The pieces of my mother that I’d never truly understood were slowly coming together.

“What happened to you two? Why did you split up?”

He cringed and rubbed his temple. “I messed up. Your mother and I got into a big fight one night, then I got drunk and made a move on Camila Watson in a bar. That’s why her husband can’t stand me, and that’s why Hannah left me.”

“Did you love Camila?”

“No. No. I was stupid and young, an asshole who made a bad mistake. It turned out my mistake was enough for your mom to pack up and leave me. I don’t blame her, though. She had her anxiety and always worried I would leave her for someone else. At that point I didn’t know how sick she was, about her mental health. I should have fought, though.
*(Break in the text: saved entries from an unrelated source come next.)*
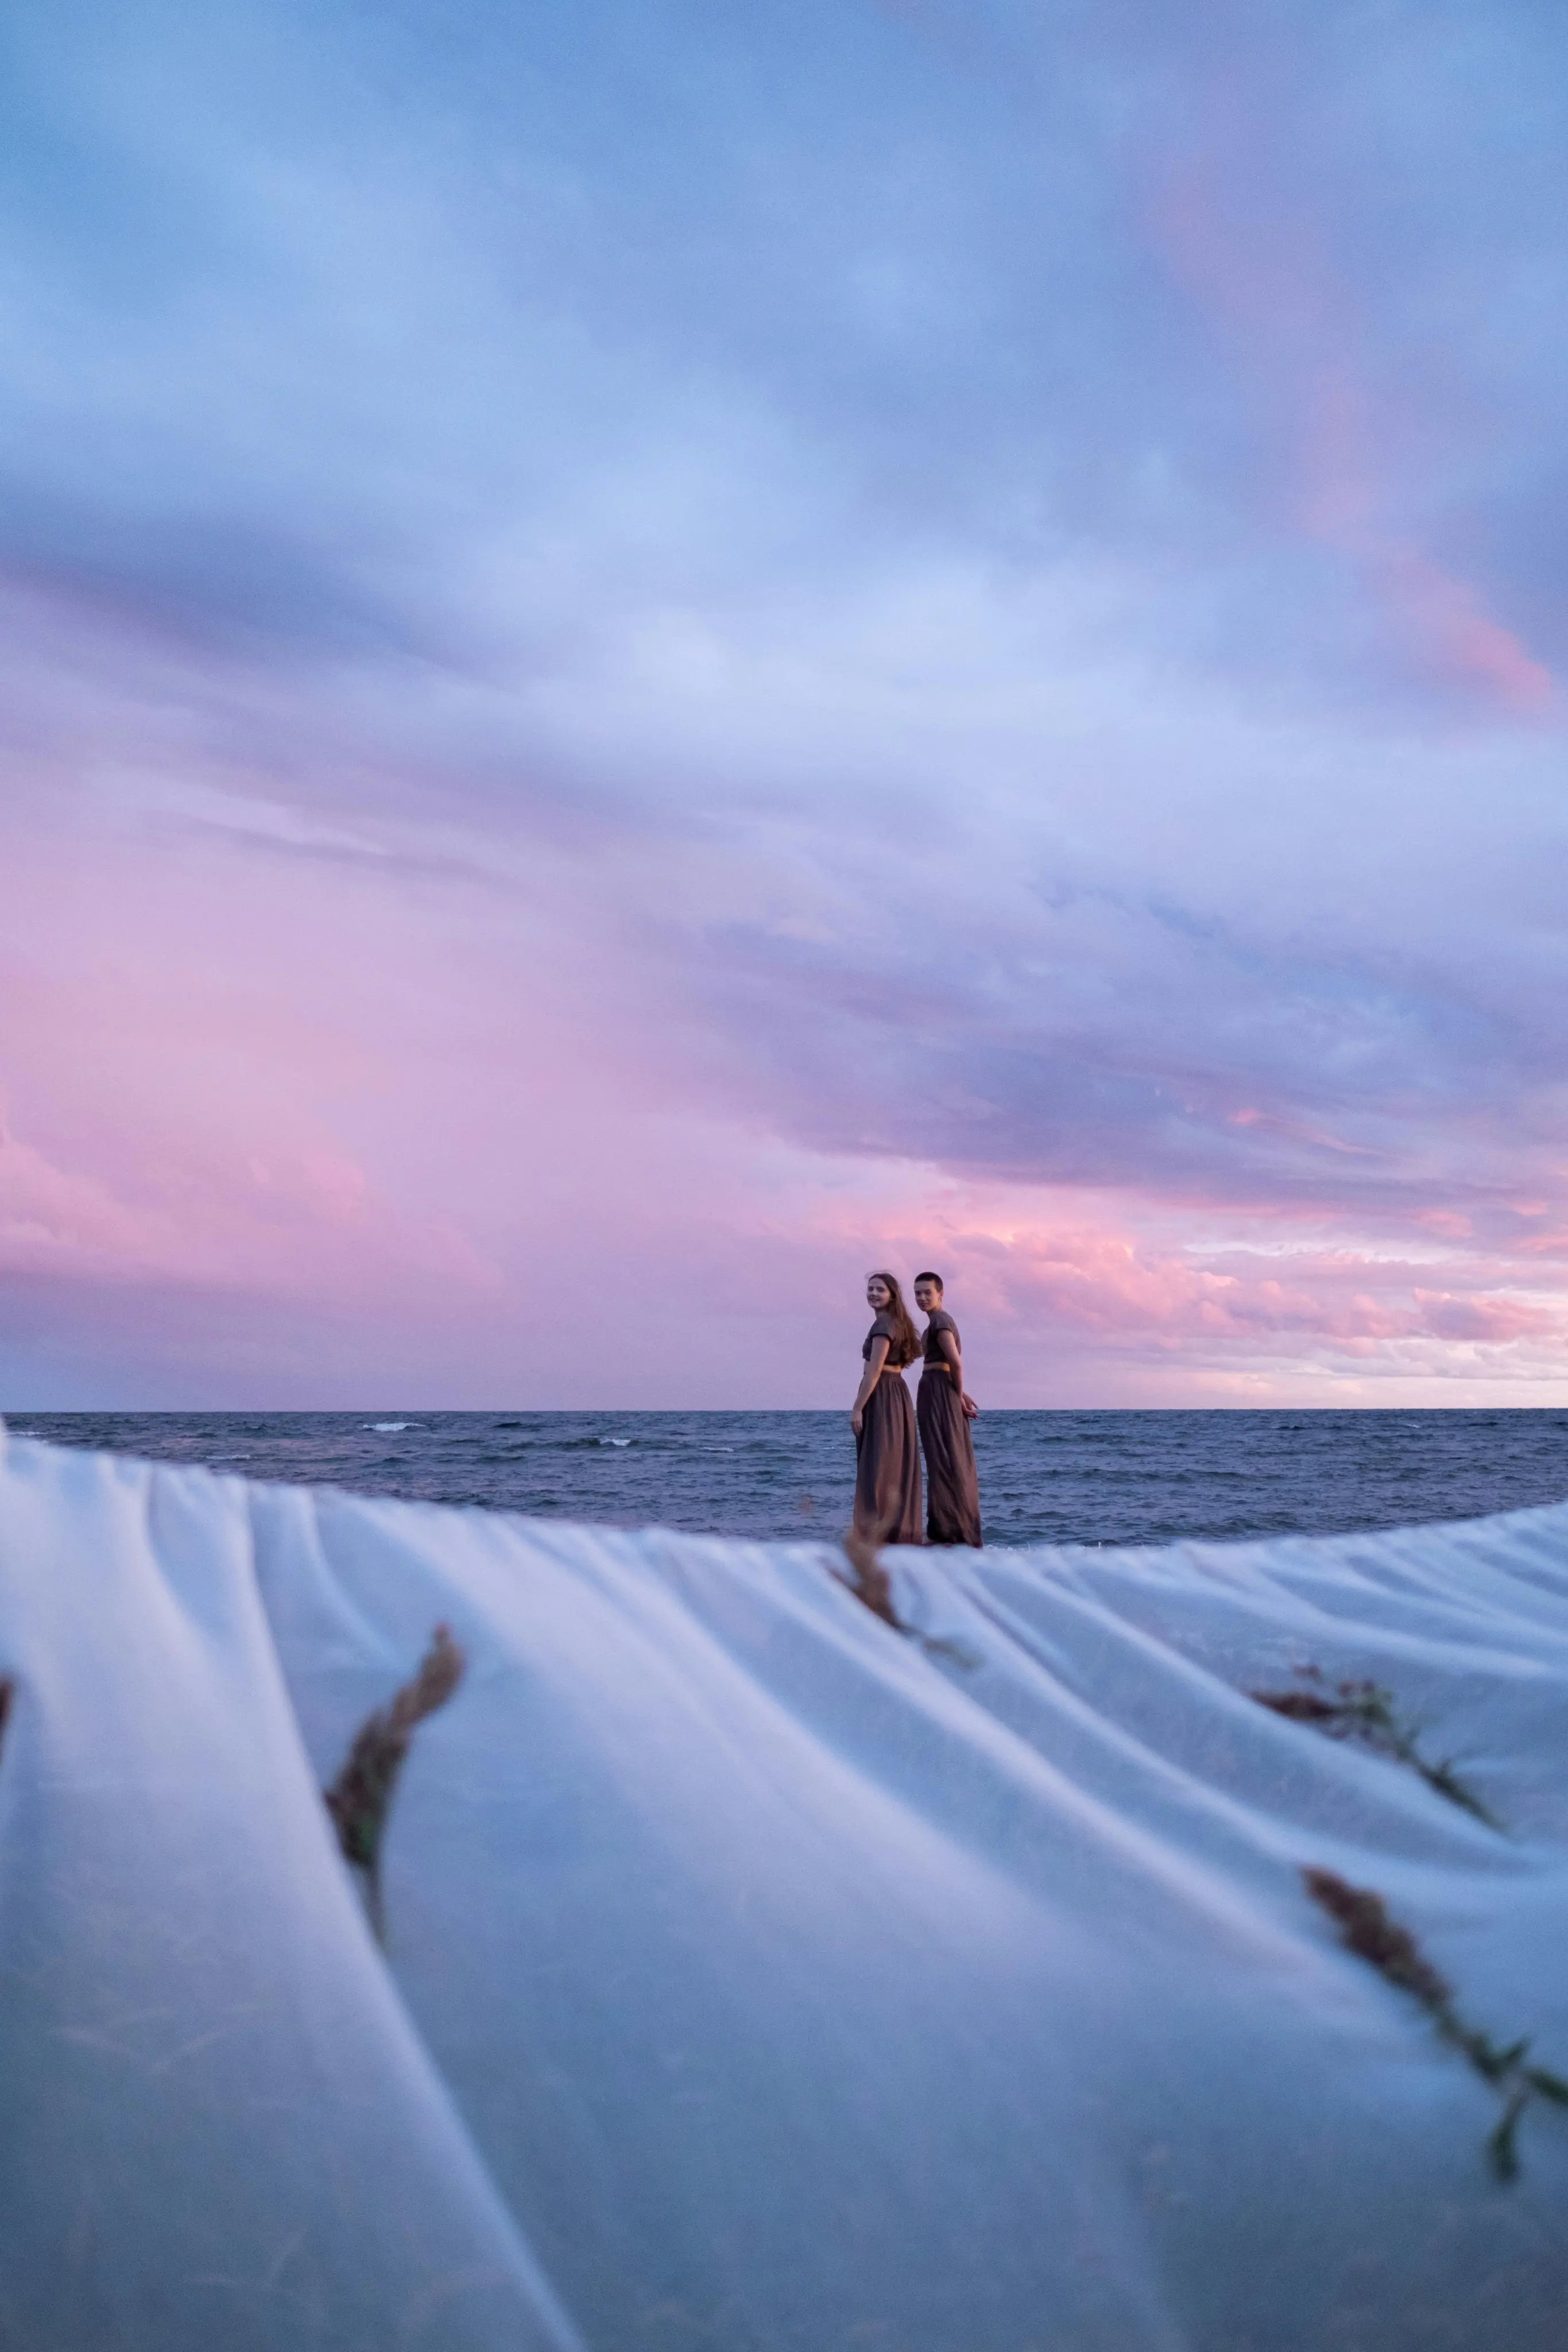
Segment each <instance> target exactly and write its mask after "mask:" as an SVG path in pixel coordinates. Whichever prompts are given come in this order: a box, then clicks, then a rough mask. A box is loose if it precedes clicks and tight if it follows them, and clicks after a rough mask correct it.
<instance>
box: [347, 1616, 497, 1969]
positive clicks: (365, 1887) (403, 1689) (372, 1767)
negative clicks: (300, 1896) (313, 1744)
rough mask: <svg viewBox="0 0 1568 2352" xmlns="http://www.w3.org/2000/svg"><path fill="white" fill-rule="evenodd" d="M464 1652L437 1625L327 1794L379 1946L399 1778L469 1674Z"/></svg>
mask: <svg viewBox="0 0 1568 2352" xmlns="http://www.w3.org/2000/svg"><path fill="white" fill-rule="evenodd" d="M465 1663H468V1661H465V1658H463V1651H461V1649H458V1644H456V1642H454V1639H451V1628H447V1625H437V1628H435V1632H433V1635H430V1649H428V1651H425V1656H423V1658H421V1665H418V1672H416V1675H414V1679H411V1682H404V1684H402V1689H400V1691H395V1693H393V1698H390V1703H388V1705H386V1708H376V1712H374V1715H371V1717H367V1719H364V1724H362V1726H360V1731H357V1733H355V1743H353V1748H350V1750H348V1757H346V1759H343V1769H341V1771H339V1776H336V1780H334V1783H331V1788H329V1790H327V1811H329V1813H331V1820H334V1825H336V1832H339V1846H341V1849H343V1860H346V1863H350V1867H353V1870H357V1872H360V1877H362V1882H364V1907H367V1912H369V1922H371V1929H374V1931H376V1940H381V1938H383V1929H386V1922H383V1912H381V1837H383V1830H386V1816H388V1811H390V1804H393V1790H395V1785H397V1773H400V1771H402V1762H404V1757H407V1752H409V1740H411V1738H414V1726H416V1724H421V1722H423V1719H425V1715H435V1710H437V1708H444V1705H447V1700H449V1698H451V1693H454V1691H456V1686H458V1682H461V1679H463V1668H465Z"/></svg>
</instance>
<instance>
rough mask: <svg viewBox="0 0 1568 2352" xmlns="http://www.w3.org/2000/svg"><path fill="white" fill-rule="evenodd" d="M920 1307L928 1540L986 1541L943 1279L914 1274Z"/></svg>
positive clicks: (974, 1458) (920, 1423) (920, 1421)
mask: <svg viewBox="0 0 1568 2352" xmlns="http://www.w3.org/2000/svg"><path fill="white" fill-rule="evenodd" d="M914 1305H917V1308H919V1312H922V1315H924V1317H926V1350H924V1352H926V1369H924V1371H922V1376H919V1402H917V1421H919V1442H922V1446H924V1449H926V1543H973V1545H980V1543H983V1536H980V1479H978V1475H976V1444H973V1437H971V1435H969V1423H971V1421H973V1414H976V1399H973V1397H966V1395H964V1348H961V1341H959V1327H957V1324H954V1319H952V1315H947V1310H945V1308H943V1277H940V1275H931V1272H924V1275H914Z"/></svg>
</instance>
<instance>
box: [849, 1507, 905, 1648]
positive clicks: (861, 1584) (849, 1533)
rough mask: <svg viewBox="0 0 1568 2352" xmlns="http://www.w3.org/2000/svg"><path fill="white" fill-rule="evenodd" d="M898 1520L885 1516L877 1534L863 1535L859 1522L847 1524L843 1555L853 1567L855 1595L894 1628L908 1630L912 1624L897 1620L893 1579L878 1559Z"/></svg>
mask: <svg viewBox="0 0 1568 2352" xmlns="http://www.w3.org/2000/svg"><path fill="white" fill-rule="evenodd" d="M896 1524H898V1522H896V1519H884V1522H882V1526H879V1529H877V1534H875V1536H863V1534H860V1529H858V1526H846V1529H844V1559H846V1562H849V1571H851V1581H849V1590H851V1592H853V1595H856V1599H858V1602H865V1606H867V1609H870V1613H872V1616H879V1618H882V1623H884V1625H891V1628H893V1632H907V1630H910V1628H907V1625H900V1623H898V1611H896V1609H893V1581H891V1576H889V1571H886V1569H884V1566H882V1562H879V1559H877V1552H879V1550H882V1545H884V1543H886V1538H889V1536H891V1534H893V1526H896Z"/></svg>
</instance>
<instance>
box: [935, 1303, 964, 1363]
mask: <svg viewBox="0 0 1568 2352" xmlns="http://www.w3.org/2000/svg"><path fill="white" fill-rule="evenodd" d="M943 1331H952V1341H954V1345H957V1348H959V1352H961V1350H964V1341H961V1338H959V1327H957V1324H954V1319H952V1315H947V1310H945V1308H938V1310H936V1315H933V1317H931V1322H929V1324H926V1364H945V1362H947V1357H945V1355H943V1350H940V1348H938V1336H940V1334H943Z"/></svg>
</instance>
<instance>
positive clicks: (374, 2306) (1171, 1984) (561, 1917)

I should’ve fought for her.”

“Did you love her?” I asked.

He sniffled and cleared his throat, but didn’t say anything else until he was ready for bed. I walked him to his bedroom and even though he argued that he didn’t want me to help him change into his pajamas, he allowed me to do so.

When he was settled into bed, I went to turn off his lamp, and heard him mutter, “Until the end.”

Denise called me that night to tell me Mom was okay. She was still in the hospital, but she was doing much better.

That night I cried myself to sleep.

* * *

On Christmas day, I headed to the woods at six in the morning, just like every day before. For a second I thought I was still dreaming when I saw Dad standing next to the tree house. He stared at the ladder that led up to it. Each rung was covered in snow. Dad’s hands were stuffed into his sweatpants pockets.